Table of Contents
ISRN Pharmaceutics
Volume 2014, Article ID 391523, 13 pages
Research Article

High-Amylose Sodium Carboxymethyl Starch Matrices: Development and Characterization of Tramadol Hydrochloride Sustained-Release Tablets for Oral Administration

Faculté de Pharmacie, Université de Montréal, P.O. Box 6128, Downtown Station, Montreal, QC, Canada H3C 3J7

Received 22 January 2014; Accepted 2 March 2014; Published 8 April 2014

Academic Editors: T. M. Bellé Bresolin, K. Goracinova, and R. Zelkó

Copyright © 2014 Teresa Nabais and Grégoire Leclair. This is an open access article distributed under the Creative Commons Attribution License, which permits unrestricted use, distribution, and reproduction in any medium, provided the original work is properly cited.

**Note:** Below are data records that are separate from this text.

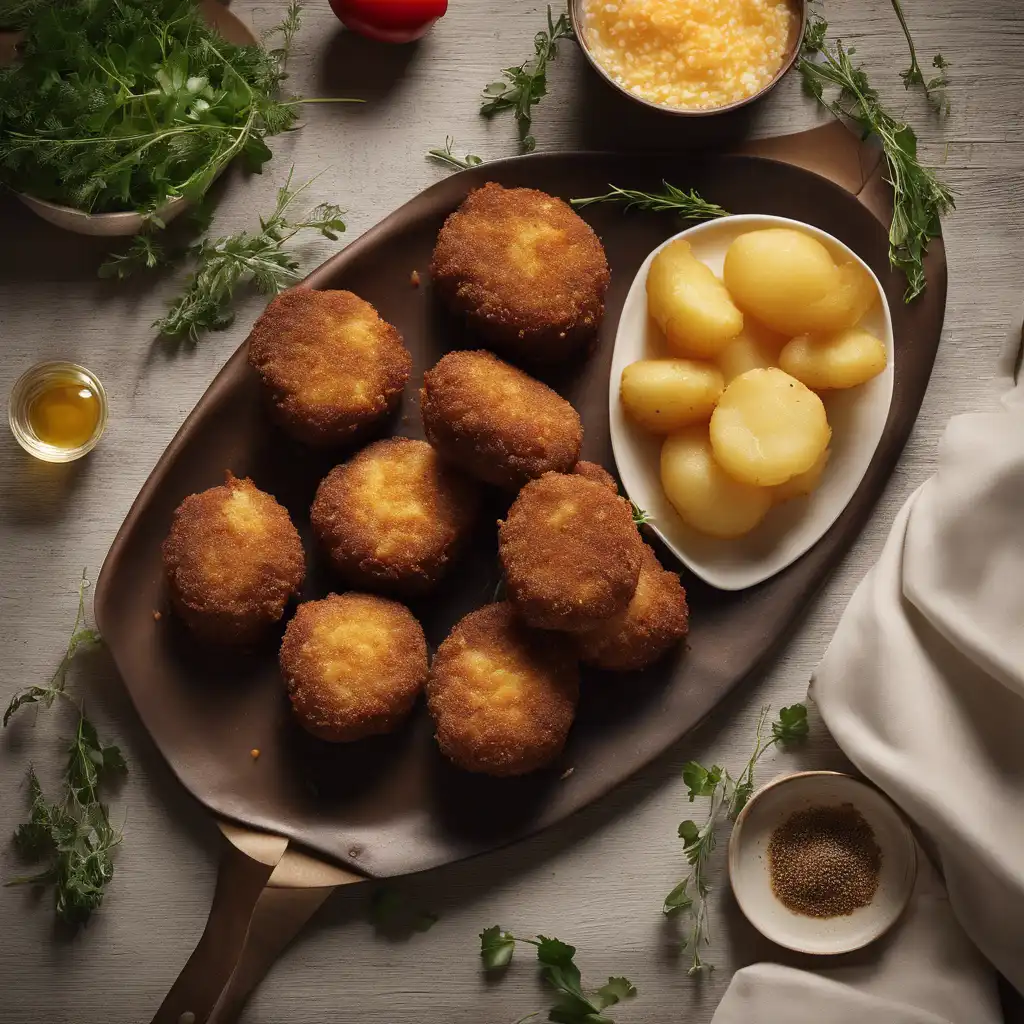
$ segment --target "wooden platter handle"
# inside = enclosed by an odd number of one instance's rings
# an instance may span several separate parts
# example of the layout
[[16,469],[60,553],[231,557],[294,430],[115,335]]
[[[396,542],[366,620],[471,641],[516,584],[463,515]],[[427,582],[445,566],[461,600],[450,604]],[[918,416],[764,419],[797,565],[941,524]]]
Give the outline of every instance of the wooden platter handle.
[[290,850],[283,836],[226,822],[213,905],[153,1024],[229,1024],[338,885],[361,876]]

Substituted amylose (SA) polymers were produced from high-amylose corn starch by etherification of its hydroxyl groups with chloroacetate. Amorphous high-amylose sodium carboxymethyl starch (HASCA), the resulting SA polymer, was spray-dried to obtain an excipient (SD HASCA) with optimal binding and sustained-release (SR) properties. Tablets containing different percentages of SD HASCA and tramadol hydrochloride were produced by direct compression and evaluated for dissolution. Once-daily and twice-daily SD HASCA tablets containing two common dosages of tramadol hydrochloride (100 mg and 200 mg), a freely water-soluble drug, were successfully developed. These SR formulations presented high crushing forces, which facilitate further tablet processing and handling. When exposed to both a pH gradient simulating the pH variations through the gastrointestinal tract and a 40% ethanol medium, a very rigid gel formed progressively at the surface of the tablets providing controlled drug-release properties. These properties indicated that SD HASCA was a promising and robust excipient for oral, sustained drug-release, which may possibly minimize the likelihood of dose dumping and consequent adverse effects, even in the case of coadministration with alcohol.